A Nádia me perguntava, e eu só conseguia pensar que minha
vida era só uma folha em branco inenarrável; incompleta e desinteressante.
-Eu acho – seguia a Nádia – que a gente devia era contar a
memória do que não aconteceu. Planos. Eu ficaria horas lá na frente dizendo
tudo o que quero e o que não quero. Vou dizer que vou estudar química,
trabalhar na indústria farmacêutica, inventar a cura da Aids, do câncer, das
mazelas da alma e dos amores; vou contar que vou chefiar equipes; que vou
viajar o mundo contando feitos e colhendo especializações. Vou me casar com 23
anos com um gerente de fábricas que vai me dar dois filhos de olhos verdes e
que, antes dos 40 anos, vai se mudar comigo para uma casa de campo. Vamos
montar uma pousada e uma adega, receber os amigos e compor músicas. O meu futuro
é mais brilhante do que tudo o que sou capaz de me lembrar.
A Nádia não conferia os meus silêncios, e mal se dava conta
de que, por mim, a vida futura parecia ainda menos atraente. Em uma semana,
tudo o que passou pela minha cabeça é que só valeria a pena um relato na frente
da sala se meu corpo fosse esmagado por um caminhão que me tirasse a vida a
poucos metros da frente da escola, onde minha angústia se calaria para sempre.

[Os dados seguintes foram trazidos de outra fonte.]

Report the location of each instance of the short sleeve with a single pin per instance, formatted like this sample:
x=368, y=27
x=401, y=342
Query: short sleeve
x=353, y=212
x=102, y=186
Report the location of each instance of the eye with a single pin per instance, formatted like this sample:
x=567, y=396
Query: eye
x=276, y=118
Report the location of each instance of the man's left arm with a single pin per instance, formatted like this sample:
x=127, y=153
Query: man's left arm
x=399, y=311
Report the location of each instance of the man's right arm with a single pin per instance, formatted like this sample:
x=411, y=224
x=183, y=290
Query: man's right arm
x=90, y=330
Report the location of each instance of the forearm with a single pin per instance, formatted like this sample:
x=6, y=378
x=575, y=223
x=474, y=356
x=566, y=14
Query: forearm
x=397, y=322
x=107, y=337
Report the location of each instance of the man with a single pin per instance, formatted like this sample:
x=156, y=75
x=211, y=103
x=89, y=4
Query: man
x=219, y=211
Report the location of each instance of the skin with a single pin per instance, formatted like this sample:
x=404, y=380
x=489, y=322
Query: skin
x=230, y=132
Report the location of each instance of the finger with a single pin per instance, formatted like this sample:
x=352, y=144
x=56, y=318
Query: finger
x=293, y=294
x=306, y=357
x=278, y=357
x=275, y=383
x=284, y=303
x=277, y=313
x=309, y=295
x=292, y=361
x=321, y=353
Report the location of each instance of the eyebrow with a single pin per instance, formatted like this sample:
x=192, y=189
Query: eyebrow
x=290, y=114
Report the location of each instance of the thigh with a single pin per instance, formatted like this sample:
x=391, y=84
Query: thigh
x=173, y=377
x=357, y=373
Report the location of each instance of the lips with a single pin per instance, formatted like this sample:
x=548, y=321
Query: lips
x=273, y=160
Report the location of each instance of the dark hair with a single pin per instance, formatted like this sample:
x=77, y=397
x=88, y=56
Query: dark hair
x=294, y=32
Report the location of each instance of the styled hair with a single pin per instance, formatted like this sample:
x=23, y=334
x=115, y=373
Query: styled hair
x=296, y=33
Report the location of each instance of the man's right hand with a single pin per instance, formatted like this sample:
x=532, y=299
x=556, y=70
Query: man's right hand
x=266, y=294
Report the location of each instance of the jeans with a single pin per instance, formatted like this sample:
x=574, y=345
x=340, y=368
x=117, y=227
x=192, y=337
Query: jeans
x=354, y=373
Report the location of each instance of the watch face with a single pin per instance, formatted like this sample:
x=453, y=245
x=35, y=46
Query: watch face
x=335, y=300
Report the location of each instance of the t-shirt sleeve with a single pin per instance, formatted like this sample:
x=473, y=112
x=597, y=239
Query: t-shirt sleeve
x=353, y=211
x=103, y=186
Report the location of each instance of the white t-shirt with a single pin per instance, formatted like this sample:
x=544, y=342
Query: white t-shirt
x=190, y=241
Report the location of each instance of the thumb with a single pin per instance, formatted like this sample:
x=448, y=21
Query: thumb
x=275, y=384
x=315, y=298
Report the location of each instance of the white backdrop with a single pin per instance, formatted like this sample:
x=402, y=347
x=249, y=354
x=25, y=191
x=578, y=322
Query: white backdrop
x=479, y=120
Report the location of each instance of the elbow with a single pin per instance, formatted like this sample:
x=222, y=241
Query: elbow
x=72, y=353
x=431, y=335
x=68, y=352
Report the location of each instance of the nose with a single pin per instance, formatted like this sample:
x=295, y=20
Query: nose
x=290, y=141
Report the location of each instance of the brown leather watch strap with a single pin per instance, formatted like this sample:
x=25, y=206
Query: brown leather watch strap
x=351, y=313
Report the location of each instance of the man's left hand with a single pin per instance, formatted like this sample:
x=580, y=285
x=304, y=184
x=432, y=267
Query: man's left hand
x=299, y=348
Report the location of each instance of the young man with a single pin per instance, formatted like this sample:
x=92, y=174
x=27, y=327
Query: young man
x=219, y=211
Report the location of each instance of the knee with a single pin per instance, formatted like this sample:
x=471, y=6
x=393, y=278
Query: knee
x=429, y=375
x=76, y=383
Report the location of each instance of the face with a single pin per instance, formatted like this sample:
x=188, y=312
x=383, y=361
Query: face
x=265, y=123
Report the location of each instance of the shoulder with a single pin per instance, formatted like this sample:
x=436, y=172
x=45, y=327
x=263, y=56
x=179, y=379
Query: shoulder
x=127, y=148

No dia seguinte, todos estavam inquietos, mergulhados nas
próprias memórias. Cido dizia estar decidido: ia falar da primeira vez que foi
a um estádio, e viu de perto o Marcelinho Carioca, que arremessou para ele a
camisa ao fim do jogo; o futebol pareceu um bom tema, e em instantes o João
Pedro se lembrou que tentou cobrar escanteio uma vez e a bola entrou direto no
gol; disseram que o nome era “gol olímpico” e, de tão raro, deveria valer dois
gols; Marta se lembrava de quando levou o Pierre atrás da escola: ele pediu um
beijo por carta e a convidou para o encontro; ela se encheu de batom vermelho,
da mãe, e só soube que o menino tinha alergia quando viu boca e pescoço do
rapaz pintados feito palhaço; o menino que caiu no choro, com vergonha de
voltar para a aula – mas logo se deu conta de que isso só a fazia rir, e se deu
conta de que os momentos alegres não eram momentos marcantes; aquilo não a
marcara, falamos. E ela prometeu outro tema.
Dércio, então, se pegou a escrever seus dois minutos:
lembrava da primeira vez que ouviu “Música para Acampamento”, da Legião; estava
numa brinca no quintal da Gabriela, os pares se formando pra dançar, quando o
Hugo pôs “Pais e Filhos” para tocar. Havia um mundo tão grande a ser descoberto
que o Dércio só pensava na letra, que hoje diz achar besta, mas que repetiria a
vida toda, em caderno, carteiras, camisetas e decorações: “É preciso amar as
pessoas como se não houvesse amanhã”. E só Deus sabe o quanto rimos quando ele
terminou o relato, que só emocionava o seu autor.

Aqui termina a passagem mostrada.